- Проклятье злу, - понизив голое, сказал Кеса, придав своему морщинистому лицу страдальческое выражение.
- Проклятье злу, - охотно согласилась Афруз-баджи, вспоминая тарелку с медом. - У меня смиренная просьба к партийному секретарю.
- Ты же правая рука председателя Субханвердизаде! - разумно возразила хозяйка,
- Конечно, верблюд высок, но слон выше.
На широких щеках Афруз-баджи зацвели пунцовые розы. Значит, ее уважают, с нею считаются, значит, ее заступничество имеет солидный вес.
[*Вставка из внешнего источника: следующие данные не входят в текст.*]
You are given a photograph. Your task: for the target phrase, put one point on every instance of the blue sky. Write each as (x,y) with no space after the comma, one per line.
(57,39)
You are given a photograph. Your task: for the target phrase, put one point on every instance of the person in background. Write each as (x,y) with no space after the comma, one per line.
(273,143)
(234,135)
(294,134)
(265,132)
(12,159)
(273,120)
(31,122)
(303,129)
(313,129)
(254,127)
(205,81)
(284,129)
- Но что в силах сделать, ай, Кеса, мой Мадат? Он же второстепенная личность,
- Ну, не скажите, - Кеса знал, что лесть волшебный, ключик к сердцу надменной баджи. - Теперь району известно, что Мадат первая голова во всех партийных делах!
Афруз-баджи горделиво выпрямилась, выпятила мощную грудь, вскинула тяжелый подбородок. - "Ах, если бы Мадат навсегда остался первым секретарем! Вот было бы славно" - возмечтала она, красуясь перед раболепным Кесой.
- Рухнул мой дом! - прошептал тот, напомнив хозяйке, о своем присутствии.
А в душе Афруз-баджи уже шевельнулась неприязнь к Таиру Демирову, и она начала оттачивать, словно бритву на оселке, свои тайные замыслы.
- Ах, отстань! - капризно обронила она и ушла в комнату, чтобы поскорее угостить мужа вкусным завтраком.
"Если Мадат действительно станет наиглавнейшим в районе, то сколько же просителей столпится у моего порога? - прикинула в уме Афруз-баджи. - Конечно, я буду выслушивать жалобы и помогать этим Мадату, но ведь все просьбы невыполнимы. И благодеяния нужно вершить осмотрительно, с точным расчетом!.. Лишь тогда я и Мадат сможем управлять районом куда мудрее, чем Таир Демиров..."
И Афруз-баджи прочно запечатала свой алый ротик воском, не откликнулась на стоны оставшегося за дверью безбородого.
ГЛАВА ДВЕНАДЦАТАЯ
Шесть лет назад семья Мадата ютилась в маленькой комнатке деревянного домика, стоявшего в нагорной части городка, на самой окраине, у неистово шумевшей в овраге речки.
Мадат работал в батрачкоме, как тогда говдрили, и занимался преимущественно заключением трудовых договоров между кулаками и батраками.
Натянув до колен связанные женою шерстяные носки с красными узорами, обувшись в белые чарыки с загнутыми, как птичьи клювы, носами, он перекидывал через плечо сумку с бланками договоров, отправлялся пешком в аулы и пропадал в горах целыми неделями.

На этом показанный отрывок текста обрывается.